Never Rarely Sometimes Always is a reference to a counselor’s clinical questions at Planned Parenthood pertaining to a patient’s sexual history. The title is explained in a truly devastating sequence, when she is asked to answer questions such as: “Your partner has refused to wear a condom — never, rarely, sometimes, always? Your partner has made you have sex when you didn’t want to — never, rarely, sometimes, always?” You won’t forget the look on Autumn’s face as her stoicism slowly cracks with each answer. The audience is purposefully unaware of Autumn’s backstory, but her responses hint at why she holds everyone at arm’s length, and why her survival is contingent upon compartmentalizing trauma.
First-time actress Flanigan has a disarming way of parceling out fragments of Autumn’s inner life, only to quickly raise her defenses again as soon as she realizes that she’s doing it.
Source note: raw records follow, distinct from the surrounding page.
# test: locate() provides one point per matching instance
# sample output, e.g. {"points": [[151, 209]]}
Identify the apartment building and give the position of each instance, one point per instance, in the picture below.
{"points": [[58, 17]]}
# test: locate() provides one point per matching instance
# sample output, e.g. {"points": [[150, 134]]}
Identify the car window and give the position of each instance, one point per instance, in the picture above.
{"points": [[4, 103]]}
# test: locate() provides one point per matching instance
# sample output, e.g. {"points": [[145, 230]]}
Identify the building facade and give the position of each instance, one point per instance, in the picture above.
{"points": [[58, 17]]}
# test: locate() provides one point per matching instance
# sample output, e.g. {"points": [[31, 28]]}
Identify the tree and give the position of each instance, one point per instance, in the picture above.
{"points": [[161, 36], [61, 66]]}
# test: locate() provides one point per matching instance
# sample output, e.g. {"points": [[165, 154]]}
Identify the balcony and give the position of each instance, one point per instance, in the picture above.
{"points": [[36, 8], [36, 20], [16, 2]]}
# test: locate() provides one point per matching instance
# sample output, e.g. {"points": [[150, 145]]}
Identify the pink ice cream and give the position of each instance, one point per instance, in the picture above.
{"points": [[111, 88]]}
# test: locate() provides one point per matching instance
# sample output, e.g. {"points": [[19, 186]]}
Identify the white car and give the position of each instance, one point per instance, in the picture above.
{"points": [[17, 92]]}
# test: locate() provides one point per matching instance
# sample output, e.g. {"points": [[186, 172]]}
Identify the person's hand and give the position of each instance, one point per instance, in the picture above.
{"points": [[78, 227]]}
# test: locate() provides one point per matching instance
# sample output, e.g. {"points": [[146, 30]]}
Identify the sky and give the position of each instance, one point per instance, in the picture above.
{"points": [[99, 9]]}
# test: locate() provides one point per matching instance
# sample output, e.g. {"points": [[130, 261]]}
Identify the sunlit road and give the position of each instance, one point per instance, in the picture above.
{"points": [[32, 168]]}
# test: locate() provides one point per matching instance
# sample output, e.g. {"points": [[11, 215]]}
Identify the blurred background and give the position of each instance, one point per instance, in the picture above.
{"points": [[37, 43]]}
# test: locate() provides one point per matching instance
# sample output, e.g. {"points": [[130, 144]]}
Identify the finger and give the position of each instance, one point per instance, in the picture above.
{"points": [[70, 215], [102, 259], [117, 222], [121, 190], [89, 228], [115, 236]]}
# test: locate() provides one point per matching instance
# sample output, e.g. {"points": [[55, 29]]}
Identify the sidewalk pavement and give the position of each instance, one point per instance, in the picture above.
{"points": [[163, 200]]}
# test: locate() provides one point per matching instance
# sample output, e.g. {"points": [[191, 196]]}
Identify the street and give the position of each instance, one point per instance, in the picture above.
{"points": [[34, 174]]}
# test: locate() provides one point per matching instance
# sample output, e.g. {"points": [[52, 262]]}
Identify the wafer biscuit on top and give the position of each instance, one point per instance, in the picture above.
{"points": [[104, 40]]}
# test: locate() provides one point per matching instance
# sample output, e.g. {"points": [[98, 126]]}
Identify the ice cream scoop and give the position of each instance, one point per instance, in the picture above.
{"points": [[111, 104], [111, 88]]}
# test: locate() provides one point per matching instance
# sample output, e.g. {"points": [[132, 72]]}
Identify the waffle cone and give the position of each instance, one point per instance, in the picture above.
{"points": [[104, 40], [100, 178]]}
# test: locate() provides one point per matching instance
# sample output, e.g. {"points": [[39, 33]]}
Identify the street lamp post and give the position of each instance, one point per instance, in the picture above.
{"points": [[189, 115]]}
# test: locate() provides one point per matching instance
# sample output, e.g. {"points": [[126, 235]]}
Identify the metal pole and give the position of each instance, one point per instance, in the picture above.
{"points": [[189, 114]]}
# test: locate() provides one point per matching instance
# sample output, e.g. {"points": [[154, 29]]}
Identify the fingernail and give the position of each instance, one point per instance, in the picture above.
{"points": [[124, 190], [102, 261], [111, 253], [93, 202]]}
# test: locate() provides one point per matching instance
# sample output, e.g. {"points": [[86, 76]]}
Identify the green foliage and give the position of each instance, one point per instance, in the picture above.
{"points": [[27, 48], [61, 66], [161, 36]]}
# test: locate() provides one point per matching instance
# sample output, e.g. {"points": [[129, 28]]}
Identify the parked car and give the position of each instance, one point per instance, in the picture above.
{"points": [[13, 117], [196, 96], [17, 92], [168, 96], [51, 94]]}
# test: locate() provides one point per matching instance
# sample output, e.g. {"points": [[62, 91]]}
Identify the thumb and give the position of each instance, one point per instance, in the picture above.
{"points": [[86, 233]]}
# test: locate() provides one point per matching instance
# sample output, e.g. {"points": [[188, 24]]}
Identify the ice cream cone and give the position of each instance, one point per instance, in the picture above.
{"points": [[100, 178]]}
She is phenomenal, as is her co-star Ryder who imports volumes of sympathy, frustration and distress with body language. With an unadorned style that favours intense close-ups, Hitmann plunges viewers into the subjectivity of her protagonists, whose jumble of feelings – dread and confusion, determination and resignation – play out with subtle glances, a squeeze of the hand, or a minute spent applying one another’s makeup in a bathroom. Flanigan and Ryder are able to speechlessly convey not just reactive emotions – but complex decisions, explanations, and assurances – better than pages of dialogue could ever achieve.
Never Rarely Sometimes Always isn’t interested in delivering a ham-fisted message about the trials of teen pregnancy or government threats to overturn right-to-choose legislation. It’s just a painfully real story about two teenage girls and their excruciatingly accurate ordeal. It doesn’t moralize or exaggerate, it simply shows the ungodly number of hoops women have to jump through in order to have autonomy. There are no unnecessary details (even the father is never mentioned), and it honours the gravity of Autumn’s experience without ever sensationalizing it. Never Rarely Sometimes Always will have you weeping for the Autumns of the world, and in awe of their endurance.
Rating: 9/10
Exclusively screening at The Projector from 13 August 2020.